Testemunhas relataram que a polícia foi acionada para tentar controlar a situação, mas não obteve êxito na contenção dos ânimos. O vice-comissário sênior Jean Claude Mukendi, que comanda o departamento de segurança pública na província de Ituri, afirmou que os jovens não entenderam as orientações sobre o sepultamento do falecido, que era considerado um caso suspeito de ebola.

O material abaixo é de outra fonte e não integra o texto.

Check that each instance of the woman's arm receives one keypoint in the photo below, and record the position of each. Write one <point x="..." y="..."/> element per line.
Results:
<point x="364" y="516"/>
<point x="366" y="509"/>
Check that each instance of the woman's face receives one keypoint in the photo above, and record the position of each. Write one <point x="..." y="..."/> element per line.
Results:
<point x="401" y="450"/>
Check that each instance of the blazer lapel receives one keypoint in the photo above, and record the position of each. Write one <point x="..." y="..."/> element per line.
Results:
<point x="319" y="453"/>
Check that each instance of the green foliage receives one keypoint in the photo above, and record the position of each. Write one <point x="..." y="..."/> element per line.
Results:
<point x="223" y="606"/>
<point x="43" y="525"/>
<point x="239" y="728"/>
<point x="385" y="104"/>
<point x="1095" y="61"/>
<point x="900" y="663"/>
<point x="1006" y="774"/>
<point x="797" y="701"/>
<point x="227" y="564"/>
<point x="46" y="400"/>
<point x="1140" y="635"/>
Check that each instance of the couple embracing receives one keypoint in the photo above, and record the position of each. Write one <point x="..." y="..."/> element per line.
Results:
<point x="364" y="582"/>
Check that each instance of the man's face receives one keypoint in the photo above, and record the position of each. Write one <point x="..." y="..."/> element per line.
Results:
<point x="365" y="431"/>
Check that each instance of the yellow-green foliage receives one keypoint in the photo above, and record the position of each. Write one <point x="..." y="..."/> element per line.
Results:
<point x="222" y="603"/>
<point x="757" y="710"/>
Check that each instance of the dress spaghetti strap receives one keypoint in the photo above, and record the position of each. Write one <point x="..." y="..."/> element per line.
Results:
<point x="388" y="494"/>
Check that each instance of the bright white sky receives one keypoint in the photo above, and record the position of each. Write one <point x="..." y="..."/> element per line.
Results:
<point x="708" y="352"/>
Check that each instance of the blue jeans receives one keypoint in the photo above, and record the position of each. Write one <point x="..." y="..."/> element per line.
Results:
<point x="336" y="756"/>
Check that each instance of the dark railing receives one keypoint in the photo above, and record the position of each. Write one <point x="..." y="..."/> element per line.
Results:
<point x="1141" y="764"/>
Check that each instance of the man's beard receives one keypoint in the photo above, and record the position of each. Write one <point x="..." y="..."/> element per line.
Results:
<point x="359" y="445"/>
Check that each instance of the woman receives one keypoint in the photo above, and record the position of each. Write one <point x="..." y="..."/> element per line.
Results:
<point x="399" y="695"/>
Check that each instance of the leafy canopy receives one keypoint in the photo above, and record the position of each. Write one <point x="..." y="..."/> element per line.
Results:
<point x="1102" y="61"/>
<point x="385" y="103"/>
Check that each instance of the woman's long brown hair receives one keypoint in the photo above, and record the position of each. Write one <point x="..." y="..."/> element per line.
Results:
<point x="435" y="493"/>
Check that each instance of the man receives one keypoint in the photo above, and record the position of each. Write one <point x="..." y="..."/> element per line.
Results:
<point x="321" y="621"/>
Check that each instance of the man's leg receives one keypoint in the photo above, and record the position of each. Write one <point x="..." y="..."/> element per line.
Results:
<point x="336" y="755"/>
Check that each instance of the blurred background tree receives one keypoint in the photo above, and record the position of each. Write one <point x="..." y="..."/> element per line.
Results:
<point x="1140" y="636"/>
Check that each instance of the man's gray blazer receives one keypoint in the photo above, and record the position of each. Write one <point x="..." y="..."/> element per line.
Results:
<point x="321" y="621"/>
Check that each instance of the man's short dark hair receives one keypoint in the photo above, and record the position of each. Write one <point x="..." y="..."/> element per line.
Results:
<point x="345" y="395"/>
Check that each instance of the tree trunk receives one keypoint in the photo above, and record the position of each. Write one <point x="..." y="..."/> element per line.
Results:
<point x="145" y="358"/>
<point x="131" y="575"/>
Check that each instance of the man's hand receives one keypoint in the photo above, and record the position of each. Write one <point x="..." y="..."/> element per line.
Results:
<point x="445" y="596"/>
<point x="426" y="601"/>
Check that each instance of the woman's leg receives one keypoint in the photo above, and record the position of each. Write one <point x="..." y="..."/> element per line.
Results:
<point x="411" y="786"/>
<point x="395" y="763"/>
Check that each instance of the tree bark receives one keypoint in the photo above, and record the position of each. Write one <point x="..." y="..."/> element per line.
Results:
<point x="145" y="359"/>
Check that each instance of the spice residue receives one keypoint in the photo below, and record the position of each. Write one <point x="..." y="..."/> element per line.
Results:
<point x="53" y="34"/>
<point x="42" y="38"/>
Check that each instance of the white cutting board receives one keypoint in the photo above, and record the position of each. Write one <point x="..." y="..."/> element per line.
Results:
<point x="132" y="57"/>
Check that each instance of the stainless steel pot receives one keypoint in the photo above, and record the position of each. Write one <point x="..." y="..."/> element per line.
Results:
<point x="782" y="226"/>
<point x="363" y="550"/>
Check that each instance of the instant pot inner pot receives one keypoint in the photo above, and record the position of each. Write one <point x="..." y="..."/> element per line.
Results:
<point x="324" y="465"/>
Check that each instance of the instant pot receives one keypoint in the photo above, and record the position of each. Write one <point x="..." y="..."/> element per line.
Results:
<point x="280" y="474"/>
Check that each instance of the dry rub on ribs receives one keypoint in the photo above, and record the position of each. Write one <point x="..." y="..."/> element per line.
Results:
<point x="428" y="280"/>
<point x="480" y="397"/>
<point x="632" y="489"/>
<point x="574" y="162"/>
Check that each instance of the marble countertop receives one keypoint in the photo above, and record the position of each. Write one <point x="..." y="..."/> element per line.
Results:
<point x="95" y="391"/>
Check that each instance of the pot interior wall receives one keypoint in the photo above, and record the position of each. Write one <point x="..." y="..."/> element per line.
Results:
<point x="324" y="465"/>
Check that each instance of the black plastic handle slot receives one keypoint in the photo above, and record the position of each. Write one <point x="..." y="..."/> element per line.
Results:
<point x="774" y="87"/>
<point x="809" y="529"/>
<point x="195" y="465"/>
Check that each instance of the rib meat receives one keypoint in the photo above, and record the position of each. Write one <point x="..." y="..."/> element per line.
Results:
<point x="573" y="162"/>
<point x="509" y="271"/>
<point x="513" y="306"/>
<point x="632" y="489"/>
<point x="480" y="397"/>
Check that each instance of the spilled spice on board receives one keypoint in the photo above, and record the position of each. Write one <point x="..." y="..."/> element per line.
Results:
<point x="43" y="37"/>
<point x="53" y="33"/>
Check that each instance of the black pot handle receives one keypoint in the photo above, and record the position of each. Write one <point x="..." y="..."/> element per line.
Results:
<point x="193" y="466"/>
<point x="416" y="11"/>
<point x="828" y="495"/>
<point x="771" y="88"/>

Mukendi enfatizou que a família e amigos do homem desejavam realizar o funeral em casa, desconsiderando as diretrizes estabelecidas pelas autoridades durante o atual surto da doença. "As instruções são claras: todos os corpos devem ser sepultados de acordo com as normas", destacou.
A Organização Mundial da Saúde (OMS) já classificou este surto de ebola na África como uma "emergência de saúde pública de interesse internacional". Em um comunicado divulgado nesta sexta-feira, dia 22, a OMS informou que o número de mortes atribuídas à doença na RDC subiu para 177, o que intensifica a preocupação com a propagação do vírus na região.
O incidente em Rwampara ilustra a tensão crescente em comunidades afetadas por surtos de doenças contagiosas, onde a falta de compreensão sobre os protocolos de segurança pode levar a reações violentas. As autoridades locais enfrentam o desafio de educar a população sobre as medidas necessárias para conter a disseminação do ebola, ao mesmo tempo em que tentam manter a ordem e a segurança pública.